Integration model: the direct worker report alongside the audit

While there are a series of options available when it comes to combining direct worker reporting with auditing, from the above it will already be clear that we are in favour of granting both supplier and auditor access to the results to drive immediate improvements.

However some of our clients are interested in using direct worker reporting results as a source of verification – to test the accuracy of the audit picture. We advise against this approach. Why?

It pits the auditor and the supplier against the workers whenever results differ markedly. This is counter-productive because suppliers can be inclined to claim that the workers cannot be trusted to give an accurate account and vice versa.

On the other hand, integrating the results into the audit process can have the opposite effect – encourage the supplier to work with worker results and perceptions, and to draw on workers as a source of ideas when it comes to addressing issues they have identified.

Direct worker reporting and supplier rating

Direct worker reporting results can also be extremely useful as a source of insight in a supplier rating system.

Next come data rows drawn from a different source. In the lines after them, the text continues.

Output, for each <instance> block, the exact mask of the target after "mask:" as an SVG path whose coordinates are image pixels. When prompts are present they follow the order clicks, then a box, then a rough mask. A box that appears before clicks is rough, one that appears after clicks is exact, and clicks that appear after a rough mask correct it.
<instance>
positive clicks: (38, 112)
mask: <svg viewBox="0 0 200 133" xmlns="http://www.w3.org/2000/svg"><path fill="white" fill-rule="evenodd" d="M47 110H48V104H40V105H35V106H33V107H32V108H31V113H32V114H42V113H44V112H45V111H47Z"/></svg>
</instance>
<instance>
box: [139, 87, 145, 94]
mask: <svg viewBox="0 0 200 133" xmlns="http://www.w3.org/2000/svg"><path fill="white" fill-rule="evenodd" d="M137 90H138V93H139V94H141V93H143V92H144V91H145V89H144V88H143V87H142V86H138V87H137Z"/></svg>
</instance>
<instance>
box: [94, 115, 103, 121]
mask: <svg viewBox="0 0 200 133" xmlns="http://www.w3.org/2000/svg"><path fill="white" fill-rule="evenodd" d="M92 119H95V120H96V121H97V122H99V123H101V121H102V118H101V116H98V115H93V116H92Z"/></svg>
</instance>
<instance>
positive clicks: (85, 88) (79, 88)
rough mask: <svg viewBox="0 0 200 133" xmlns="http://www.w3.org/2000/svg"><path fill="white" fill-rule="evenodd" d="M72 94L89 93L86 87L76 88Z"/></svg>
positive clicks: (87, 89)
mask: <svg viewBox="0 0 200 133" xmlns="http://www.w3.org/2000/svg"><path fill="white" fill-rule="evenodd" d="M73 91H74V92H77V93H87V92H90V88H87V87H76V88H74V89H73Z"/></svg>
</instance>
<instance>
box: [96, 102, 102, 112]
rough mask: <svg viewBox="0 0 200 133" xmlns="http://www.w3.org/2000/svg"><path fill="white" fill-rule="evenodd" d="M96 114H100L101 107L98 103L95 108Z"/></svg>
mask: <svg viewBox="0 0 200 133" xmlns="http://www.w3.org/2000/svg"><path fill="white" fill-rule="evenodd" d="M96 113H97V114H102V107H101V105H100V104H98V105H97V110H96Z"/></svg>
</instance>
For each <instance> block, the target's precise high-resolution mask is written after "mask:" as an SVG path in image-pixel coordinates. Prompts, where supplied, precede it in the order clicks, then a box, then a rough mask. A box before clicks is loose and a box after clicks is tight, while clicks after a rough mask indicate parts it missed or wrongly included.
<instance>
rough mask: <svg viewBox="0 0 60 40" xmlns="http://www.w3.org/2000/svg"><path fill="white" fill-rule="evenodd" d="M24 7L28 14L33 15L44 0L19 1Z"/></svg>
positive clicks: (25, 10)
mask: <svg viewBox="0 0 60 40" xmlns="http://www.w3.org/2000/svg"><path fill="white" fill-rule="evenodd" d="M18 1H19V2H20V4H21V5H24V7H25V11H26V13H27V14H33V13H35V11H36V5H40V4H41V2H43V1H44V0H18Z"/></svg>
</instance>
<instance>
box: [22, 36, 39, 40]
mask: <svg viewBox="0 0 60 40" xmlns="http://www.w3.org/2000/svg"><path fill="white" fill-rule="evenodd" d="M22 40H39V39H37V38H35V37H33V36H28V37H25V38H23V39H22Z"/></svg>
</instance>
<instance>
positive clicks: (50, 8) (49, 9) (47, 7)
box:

This is a different model altogether, but again the same choice applies: to integrate such that workers’ results inform the rating, or to use them as a means of verifying or checking a supplier rating?

The latter suffers from the same shortcoming of potentially triggering further tension between workers and their employer, especially in those cases where the rating is higher and the worker reporting results show urgencies which challenge a high supplier rating or clean social bill of health.

About cost saving and caution

Finally, there is also potentially the cost-saving implication of using direct worker reporting to inform the audit interval between audits – longer for higher performing sites and shorter for lower performers.

However, when direct worker reporting is used in this way, we need to be extremely cautious about what direct worker reporting can cover and what it cannot and find another means of gathering these insights in the audit intervals.

For example, workers cannot adequately report on issues they don’t directly encounter in their working lives, such as management systems and governance, or whether health and safety standards are adequate (some workers have only ever experienced the realities on the site where they work) and environmental impact.

Some would argue that indeed in time workers will be able to report on even these indicators. But for now auditor oversight or some other means of verification (sensors in combination with photographic and other evidence) may be needed.

The worker-inclusive audit

In short, direct worker reporting can make a significant contribution to improving audit effectiveness and indeed to measuring and enhancing the impact of auditing.

But perhaps the contribution warrants a new term or even field. What about Worker-Inclusive Auditing? It has a nice ring to it, and underlines the centrality of the worker who works alongside the auditor rather than replacing her or him.

Rather than abandoning the audit model altogether at a time when we have no tried and tested alternative – let workers contribute to enhancing the quality of auditing.